Former first lady Laura Bush says she and the former president have been busy working on their memoirs, furnishing their new home and just enjoying being back in Dallas -- even making plans to attend the Cowboys' home opener on Sunday.
 
"We're so thrilled to be back home," said Bush, who was honored Friday at a fundraising luncheon in Dallas for The University of Texas M.D. Anderson Cancer Center in Houston.
 
She was joined at the event by her husband -- a surprise guest -- and daughter Jenna Bush Hager, who was at the new Cowboys Stadium in Arlington earlier in the day making her on-air debut as a correspondent for NBC's "Today."
 
Introducing his wife, former President George W. Bush quipped, "I am honored to be with you and I thank you for the chance to get out of the house. This sure beats taking naps and playing shuffleboard."
 
He then commended the choice of his wife for the hospital's 20th annual "A Conversation With a Living Legend," calling her the love of his life.
 
More than 1,000 people attended the luncheon, which raised $918,000 and featured a conversation between Laura Bush and journalist Cokie Roberts. They talked about various topis, including the former first lady's plans for landscaping the grounds of the new presidential library with native plants and what she was doing when durin the Sept. 11, 2001, terrorist attacks.
 
Laura Bush told the crowd that on the day of the attacks, she had planned to speak at a Senate hearing on early childhood learning.
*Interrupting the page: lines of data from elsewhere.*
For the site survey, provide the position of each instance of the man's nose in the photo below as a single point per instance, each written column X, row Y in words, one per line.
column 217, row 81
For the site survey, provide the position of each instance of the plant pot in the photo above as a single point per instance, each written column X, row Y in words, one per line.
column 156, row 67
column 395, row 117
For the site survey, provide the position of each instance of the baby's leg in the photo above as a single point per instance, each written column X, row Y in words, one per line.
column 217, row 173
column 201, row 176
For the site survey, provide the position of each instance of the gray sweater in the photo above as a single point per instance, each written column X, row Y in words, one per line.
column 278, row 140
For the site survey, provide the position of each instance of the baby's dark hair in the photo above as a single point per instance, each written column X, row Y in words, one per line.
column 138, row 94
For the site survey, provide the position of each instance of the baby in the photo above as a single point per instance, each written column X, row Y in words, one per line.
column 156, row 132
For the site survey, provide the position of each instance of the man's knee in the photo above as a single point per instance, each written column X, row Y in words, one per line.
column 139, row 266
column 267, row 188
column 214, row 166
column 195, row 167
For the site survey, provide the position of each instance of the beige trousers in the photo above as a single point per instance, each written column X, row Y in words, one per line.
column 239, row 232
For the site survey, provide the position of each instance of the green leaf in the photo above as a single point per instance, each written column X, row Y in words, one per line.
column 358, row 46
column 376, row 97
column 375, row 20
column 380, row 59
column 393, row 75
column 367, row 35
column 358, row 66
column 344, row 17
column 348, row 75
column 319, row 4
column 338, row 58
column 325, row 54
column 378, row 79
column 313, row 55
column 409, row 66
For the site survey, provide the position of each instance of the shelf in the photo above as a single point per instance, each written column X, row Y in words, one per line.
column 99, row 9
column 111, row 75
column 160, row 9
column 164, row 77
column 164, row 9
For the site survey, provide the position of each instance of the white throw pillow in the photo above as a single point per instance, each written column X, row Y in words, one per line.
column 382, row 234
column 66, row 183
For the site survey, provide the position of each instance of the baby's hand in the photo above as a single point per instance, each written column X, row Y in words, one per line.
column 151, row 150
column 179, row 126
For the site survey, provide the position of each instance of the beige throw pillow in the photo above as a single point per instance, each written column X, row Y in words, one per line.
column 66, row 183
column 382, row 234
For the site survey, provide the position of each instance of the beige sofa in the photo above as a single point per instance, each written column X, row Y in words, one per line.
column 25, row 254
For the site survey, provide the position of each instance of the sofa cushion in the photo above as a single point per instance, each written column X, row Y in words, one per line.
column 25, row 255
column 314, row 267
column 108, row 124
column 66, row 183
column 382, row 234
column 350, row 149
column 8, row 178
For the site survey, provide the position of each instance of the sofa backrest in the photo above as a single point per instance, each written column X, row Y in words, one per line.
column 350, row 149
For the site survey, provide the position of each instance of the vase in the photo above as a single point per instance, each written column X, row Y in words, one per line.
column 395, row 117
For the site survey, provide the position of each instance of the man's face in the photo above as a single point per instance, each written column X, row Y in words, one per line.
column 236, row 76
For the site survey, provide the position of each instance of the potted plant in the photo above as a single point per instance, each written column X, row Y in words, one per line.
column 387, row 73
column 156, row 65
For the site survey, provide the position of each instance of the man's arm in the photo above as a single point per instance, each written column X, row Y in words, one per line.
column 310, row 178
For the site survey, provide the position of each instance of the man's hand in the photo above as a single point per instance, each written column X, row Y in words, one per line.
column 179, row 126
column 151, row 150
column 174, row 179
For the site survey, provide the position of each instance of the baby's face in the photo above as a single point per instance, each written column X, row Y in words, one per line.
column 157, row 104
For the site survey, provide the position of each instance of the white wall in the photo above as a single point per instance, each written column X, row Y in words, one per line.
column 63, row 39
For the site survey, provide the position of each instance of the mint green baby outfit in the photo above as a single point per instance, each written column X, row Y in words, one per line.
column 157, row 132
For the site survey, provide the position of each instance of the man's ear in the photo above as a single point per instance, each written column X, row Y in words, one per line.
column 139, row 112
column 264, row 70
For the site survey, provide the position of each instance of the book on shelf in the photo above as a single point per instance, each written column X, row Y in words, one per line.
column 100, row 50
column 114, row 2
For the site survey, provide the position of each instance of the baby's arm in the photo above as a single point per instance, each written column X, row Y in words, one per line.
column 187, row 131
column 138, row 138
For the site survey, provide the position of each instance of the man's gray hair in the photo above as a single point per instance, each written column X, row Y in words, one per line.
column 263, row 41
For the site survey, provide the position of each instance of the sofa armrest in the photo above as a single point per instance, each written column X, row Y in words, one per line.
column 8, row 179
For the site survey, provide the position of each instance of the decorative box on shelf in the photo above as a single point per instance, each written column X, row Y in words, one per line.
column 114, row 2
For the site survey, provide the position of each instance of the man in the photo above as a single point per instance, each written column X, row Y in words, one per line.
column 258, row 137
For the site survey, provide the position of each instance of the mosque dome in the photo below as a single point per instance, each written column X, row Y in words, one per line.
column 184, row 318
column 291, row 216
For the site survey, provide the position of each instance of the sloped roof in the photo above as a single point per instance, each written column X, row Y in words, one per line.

She was headed to the office of Sen. Edward M. Kennedy, then-chairman of the Senate Health, Education and Labor Committee, when she heard that a plane had hit the World Trade Center. She was in the late senator's office when the second plane hit, making it clear that it was an attack.
 
She said Kennedy, who had been through so much tragedy himself, launched into small talk.
 
"He kept up a steady stream of small talk. I guess he was trying to reassure me," she said.
 
She said that prior to the attacks, she had expected to focus mainly on education and reading.
 
"Neither of us expected for the whole eight years to be dominated by foreign policy," she said.
 
Roberts and Laura Bush also discussed the former first lady's efforts to increase breast cancer awareness in the Middle East and call attention women's rights issues in Afghanistan.
 
The Bushes returned to Dallas this spring. They had last lived in Dallas before moving to Austin when George Bush was elected Texas governor.